I cleaned the data by removing numbers, punctuation characters, stopwords (extremely common words that have little value in helping with classification) and separators from the corpus. I also removed some terms that I identified would confuse the model, words like beer, chicken, burger, cookie, drink, café, dessert would not be relevant for classification so I eliminated them from the corpus.

From this corpus, I built a document term matrix. A document term matrix is a matrix that contains a row for each restaurant review on my dataset and a column for each word in the corpus. Each cell in this matrix stores the number that represents the number of times the word appears in the document represented by that row. This particular type of matrix is called a sparse matrix since the majority of the cells are filled with zeroes since most words appear only in a few documents.

The following is a sample document term matrix from this dataset.

us will also can nice try well got love
text1 0 0 0 0 1 0 0 0 0
text2 0 0 0 0 0 0 0 0 0
text3 2 0 0 1 0 0 1 0 0
text4 0 0 0 0 1 0 0 0 0
text5 0 0 0 0 2 0 0 0 0

Because it was a big dataset, I only kept the words that appeared on at least 100 documents at least 100 times in order to reduce the number of features. Since the Naive Bayes algorithm works on categorical data, one last transformation to the dataset consisted on generalizing the value of each cell in the matrix, if it had a value of zero, which meant that the word wasn’t present in that document. I then replaced the value with “No”, if it had a number greater than zero, I replaced the value with “Yes”.

Using this reduced document term matrix as my features, I proceeded to split the dataset into training and testing sets.
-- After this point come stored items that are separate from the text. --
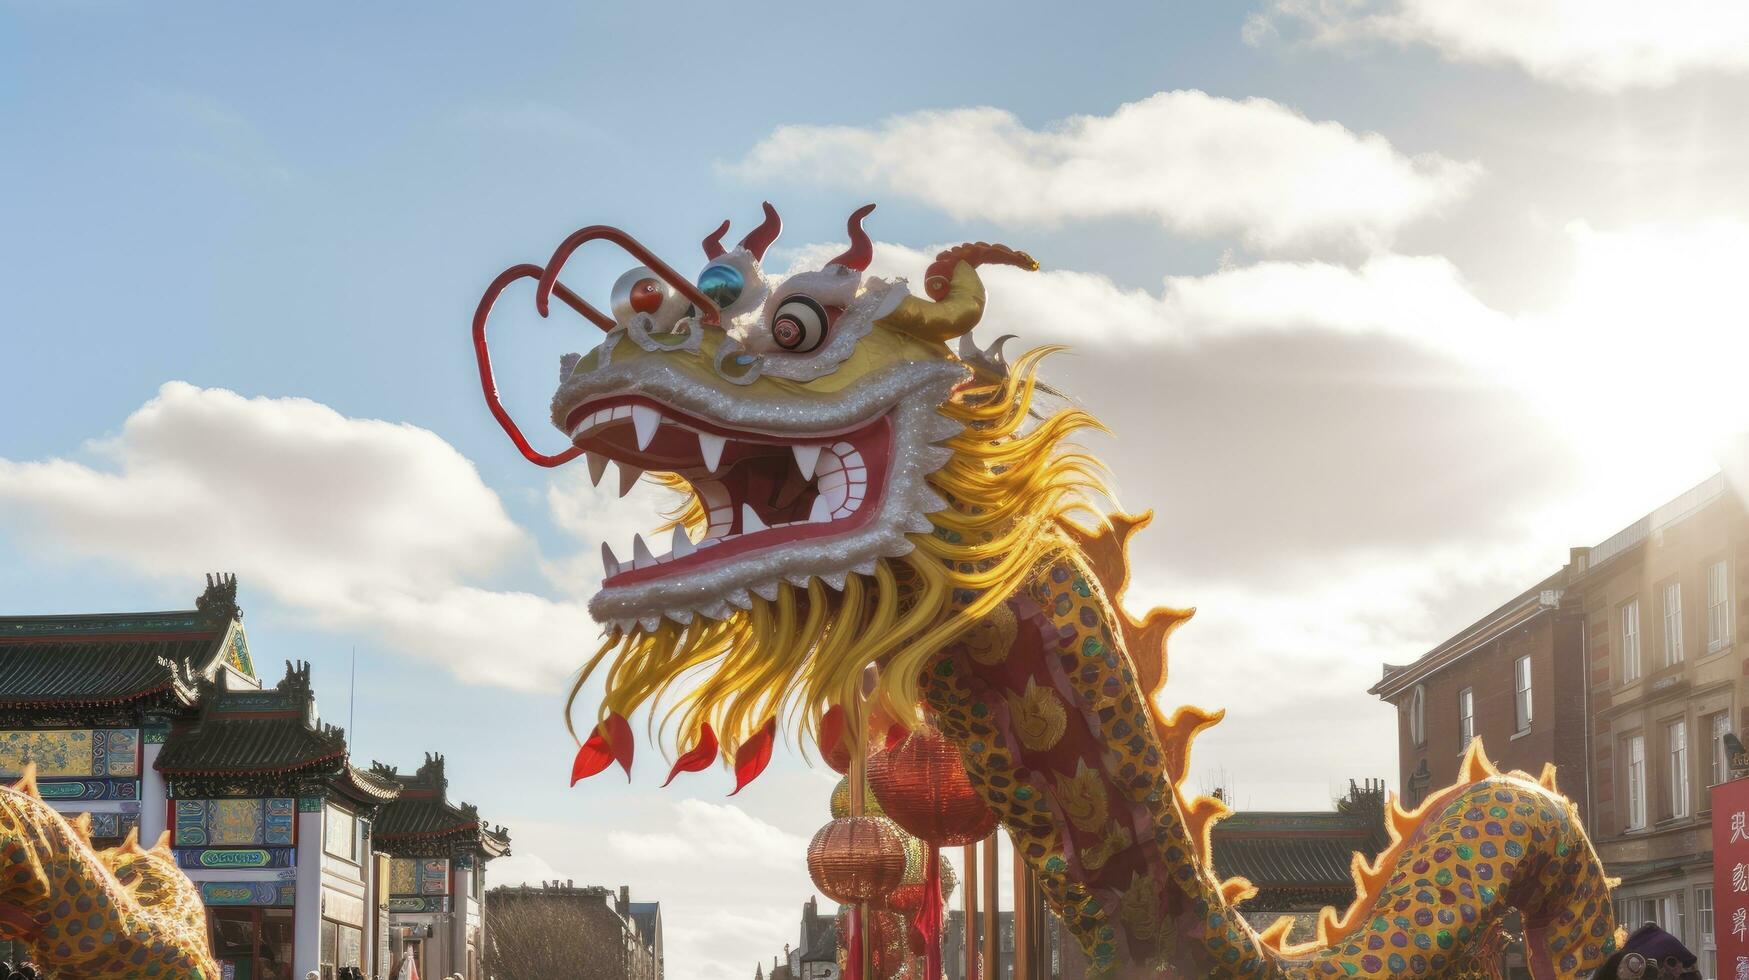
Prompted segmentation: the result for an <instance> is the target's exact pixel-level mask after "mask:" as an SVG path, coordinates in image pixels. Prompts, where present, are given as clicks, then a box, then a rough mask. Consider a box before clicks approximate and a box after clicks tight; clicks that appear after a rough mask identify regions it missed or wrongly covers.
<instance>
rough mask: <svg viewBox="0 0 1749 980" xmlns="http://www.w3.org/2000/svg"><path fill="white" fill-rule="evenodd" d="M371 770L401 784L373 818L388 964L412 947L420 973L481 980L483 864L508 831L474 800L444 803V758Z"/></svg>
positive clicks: (427, 975)
mask: <svg viewBox="0 0 1749 980" xmlns="http://www.w3.org/2000/svg"><path fill="white" fill-rule="evenodd" d="M371 772H373V774H376V775H378V777H381V779H385V781H388V782H392V784H395V786H399V788H401V795H399V796H397V798H395V800H394V802H392V803H388V805H387V807H383V812H381V816H380V817H378V821H376V845H378V851H381V852H383V854H385V856H387V858H388V887H387V889H385V891H383V905H381V908H383V910H385V912H387V924H388V943H390V956H392V961H394V963H401V957H402V956H404V950H413V956H415V961H416V963H418V964H420V977H449V975H453V973H460V975H462V977H463V978H465V980H483V978H484V971H483V970H481V966H479V956H481V950H484V938H483V935H481V933H483V929H484V921H483V914H484V894H486V886H484V882H486V861H491V859H493V858H502V856H504V854H509V851H511V838H509V833H505V830H504V828H491V826H488V824H486V823H484V821H481V819H479V810H477V809H476V807H474V805H472V803H451V802H449V796H448V789H449V777H448V775H446V774H444V761H442V756H434V754H427V756H425V763H423V765H420V768H418V772H415V774H413V775H402V774H399V772H397V770H395V768H392V767H387V765H381V763H376V765H373V767H371ZM373 905H374V903H373Z"/></svg>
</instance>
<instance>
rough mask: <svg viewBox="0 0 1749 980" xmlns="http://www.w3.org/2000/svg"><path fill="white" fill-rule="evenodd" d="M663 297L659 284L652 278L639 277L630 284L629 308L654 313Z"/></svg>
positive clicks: (657, 309) (662, 293) (661, 291)
mask: <svg viewBox="0 0 1749 980" xmlns="http://www.w3.org/2000/svg"><path fill="white" fill-rule="evenodd" d="M665 297H666V296H665V292H663V287H661V283H659V282H656V280H654V278H640V280H638V282H635V283H631V308H633V310H635V311H638V313H656V310H661V301H663V299H665Z"/></svg>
I used 80% of the data as my training set, and 20% as my testing set. After training my model, I proceeded to evaluate the model with both my training and test sets in order to get the in sample and out of sample accuracy.

Results

I ran the process described in the previous section twice. First with a dataset of 4,954 reviews and then a second time with 49,532 reviews1. Below are some metrics for the models trained with both of these datasets.

Out of Sample Model Performance - 4,954 Rows
NGrams Accuracy Sensitivity Specificity
1 0.8678103 0.9225968 0.6368421
2 0.8506559 0.9200999 0.5578947
3 0.8183653 0.9013733 0.4684211
Out of Sample Model Performance - 49,532 Rows
NGrams Reviews Accuracy Sensitivity Specificity
1 49532 0.8525285 0.9069363 0.6152597
2 49532 0.8378924 0.8940315 0.5930736
3 49532 0.8492985 0.9233155 0.5265152

It was interesting to see that the performance variation between the models trained with the two sets wasn’t significative. I was also surprised to see that with the higher ngram count the performance of the model decreased.

I chose the unigram model built with the 4,954 rows as my final model since it had the best performance with an 87% accuracy. This accuracy confirms that it is possible to train a model using yelp reviews data to determine the sentiment of the review.

The following is a visual comparisson of the in sample and out of sample performance metrics for the models.

For this model, these were the most relevant features for both positive and negative reviews.

Discussion

As the models show, it is possible to train a model to determine the sentiment of a restaurant review with a relatively high accuracy using the yelp reviews dataset as a training set. If a restaurant were to use this model to interpret the thousands of tweets, facebook posts, blog posts or articles posted online they could get a sense if people are saying negative or positive things about their stablishment online.


  1. Due to hardware limitations, I could only process 5% of the reviews data.